Codeforces Round #383 (Div. 2)-C. Arpa's loud Owf and Mehrdad's evil plan

原题链接

C. Arpa's loud Owf and Mehrdad's evil plan

time limit per test
1 second

memory limit per test
256 megabytes

input
standard input

output
standard output

As you have noticed, there are lovely girls in Arpa’s land.

People in Arpa's land are numbered from 1 to n.
Everyone has exactly one crush, i-th person's crush is person with the number crushi.



Someday Arpa shouted Owf loudly from the top of the palace and a funny game started in Arpa's land. The rules are as follows.

The game consists of rounds. Assume person x wants to start a round, he calls crushx and
says: "Oww...wwf" (the letter w is repeated t times)
and cuts off the phone immediately. If t > 1 then crushx calls crushcrushx and
says: "Oww...wwf" (the letter w is repeated t - 1times)
and cuts off the phone immediately. The round continues until some person receives an "Owf" (t = 1).
This person is called the Joon-Joon of the round. There can't be two rounds at the same time.
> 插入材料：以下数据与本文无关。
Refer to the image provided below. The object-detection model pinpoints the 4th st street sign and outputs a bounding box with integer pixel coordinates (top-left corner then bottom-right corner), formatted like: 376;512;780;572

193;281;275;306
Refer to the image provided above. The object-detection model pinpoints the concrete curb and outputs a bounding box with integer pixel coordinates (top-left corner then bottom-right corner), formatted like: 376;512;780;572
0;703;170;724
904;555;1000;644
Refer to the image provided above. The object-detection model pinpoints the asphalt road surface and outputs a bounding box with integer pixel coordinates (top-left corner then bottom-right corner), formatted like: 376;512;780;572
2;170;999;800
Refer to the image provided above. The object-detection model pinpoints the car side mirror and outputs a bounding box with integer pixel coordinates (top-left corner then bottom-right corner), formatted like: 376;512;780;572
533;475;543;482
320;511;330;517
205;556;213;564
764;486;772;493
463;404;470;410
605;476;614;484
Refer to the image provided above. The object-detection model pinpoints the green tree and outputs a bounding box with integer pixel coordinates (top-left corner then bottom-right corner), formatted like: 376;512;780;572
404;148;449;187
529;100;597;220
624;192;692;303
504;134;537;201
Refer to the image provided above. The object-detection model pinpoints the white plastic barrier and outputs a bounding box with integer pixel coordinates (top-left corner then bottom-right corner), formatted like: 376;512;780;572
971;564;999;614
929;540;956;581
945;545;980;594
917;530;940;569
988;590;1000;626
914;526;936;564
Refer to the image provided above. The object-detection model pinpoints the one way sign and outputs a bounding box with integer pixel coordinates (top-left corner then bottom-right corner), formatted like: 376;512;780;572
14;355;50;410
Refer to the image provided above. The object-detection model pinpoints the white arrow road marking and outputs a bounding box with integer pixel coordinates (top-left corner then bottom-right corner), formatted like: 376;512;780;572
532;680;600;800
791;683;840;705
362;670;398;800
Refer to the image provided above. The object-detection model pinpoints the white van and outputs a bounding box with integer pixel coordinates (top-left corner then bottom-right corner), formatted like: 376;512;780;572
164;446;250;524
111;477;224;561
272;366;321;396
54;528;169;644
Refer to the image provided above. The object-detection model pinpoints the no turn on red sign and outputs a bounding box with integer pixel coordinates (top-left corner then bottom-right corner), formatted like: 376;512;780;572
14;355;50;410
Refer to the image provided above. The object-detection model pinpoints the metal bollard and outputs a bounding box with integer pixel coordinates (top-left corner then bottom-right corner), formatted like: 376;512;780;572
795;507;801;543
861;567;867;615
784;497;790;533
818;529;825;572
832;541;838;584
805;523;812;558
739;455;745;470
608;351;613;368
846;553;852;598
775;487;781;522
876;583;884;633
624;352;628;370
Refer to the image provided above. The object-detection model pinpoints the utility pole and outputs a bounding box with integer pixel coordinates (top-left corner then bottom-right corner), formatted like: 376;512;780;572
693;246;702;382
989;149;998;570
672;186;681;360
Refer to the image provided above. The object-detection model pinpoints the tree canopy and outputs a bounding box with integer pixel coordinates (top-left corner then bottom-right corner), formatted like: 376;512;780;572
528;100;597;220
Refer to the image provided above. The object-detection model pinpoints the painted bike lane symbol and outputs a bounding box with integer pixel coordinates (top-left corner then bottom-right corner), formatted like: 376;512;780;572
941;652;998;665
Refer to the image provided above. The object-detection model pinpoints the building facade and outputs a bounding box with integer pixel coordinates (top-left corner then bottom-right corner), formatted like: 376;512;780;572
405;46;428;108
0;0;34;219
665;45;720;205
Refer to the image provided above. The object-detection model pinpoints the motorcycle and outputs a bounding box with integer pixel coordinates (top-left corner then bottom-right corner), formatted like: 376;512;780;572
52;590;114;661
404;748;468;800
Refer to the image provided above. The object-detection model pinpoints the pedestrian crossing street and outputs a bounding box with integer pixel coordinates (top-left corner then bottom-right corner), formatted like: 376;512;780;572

Mehrdad has an evil plan to make the game more funny, he wants to find smallest t (t ≥ 1)
such that for each person x, if x starts
some round and y becomes the Joon-Joon of the round, then by starting from y, x would
become the Joon-Joon of the round. Find such t for Mehrdad if it's possible.

Some strange fact in Arpa's land is that someone can be himself's crush (i.e. crushi = i).

Input

The first line of input contains integer n (1 ≤ n ≤ 100) —
the number of people in Arpa's land.

The second line contains n integers, i-th
of them is crushi (1 ≤ crushi ≤ n) —
the number of i-th person's crush.

Output

If there is no t satisfying the condition, print -1.
Otherwise print such smallest t.

Examples

input

4
2 3 1 4

output

3

input

4
4 4 4 4

output

-1

input

4
2 1 4 3

output

1

遍历每个人i, 用深搜找到是否存在从第i个人出发，经过次数t回到第i个人的情况，若不存在无解，若存在判断t是否为偶数，若为偶数则除以2，求出所有t的最小公倍数就是答案

#include <bits/stdc++.h>
#define MOD 1000000007
#define maxn 100005
using namespace std;
typedef long long ll;

int num[105];
int vis[105], t[105], cnt, k;
bool dfs(int j){

if(num[j] == k){
return true;
}
int h = num[j];
if(vis[h])
return false;
vis[h] = 1;
cnt++;
if(dfs(h))
return true;
return false;
}
ll gcd(ll a, ll b){
return b ? gcd(b, a % b) : a;
}
int main(){
// freopen("in.txt", "r", stdin);
int n;
scanf("%d", &n);
for(int i = 1; i <= n; i++)
scanf("%d", num+i);
for(int i = 1; i <= n; i++){
memset(vis, 0, sizeof(vis));
cnt = 1;
vis[i] = 1;
k = i;
if(dfs(i) == false){
puts("-1");
return 0;
}
if(cnt&1)
t[i] = cnt;
else
t[i] = cnt / 2;
}
ll ans = t[1];
for(int i = 2; i <= n; i++){
ans = ans * t[i] / gcd((ll)ans, (ll)t[i]);
}
printf("%I64d\n", ans);
return 0;
}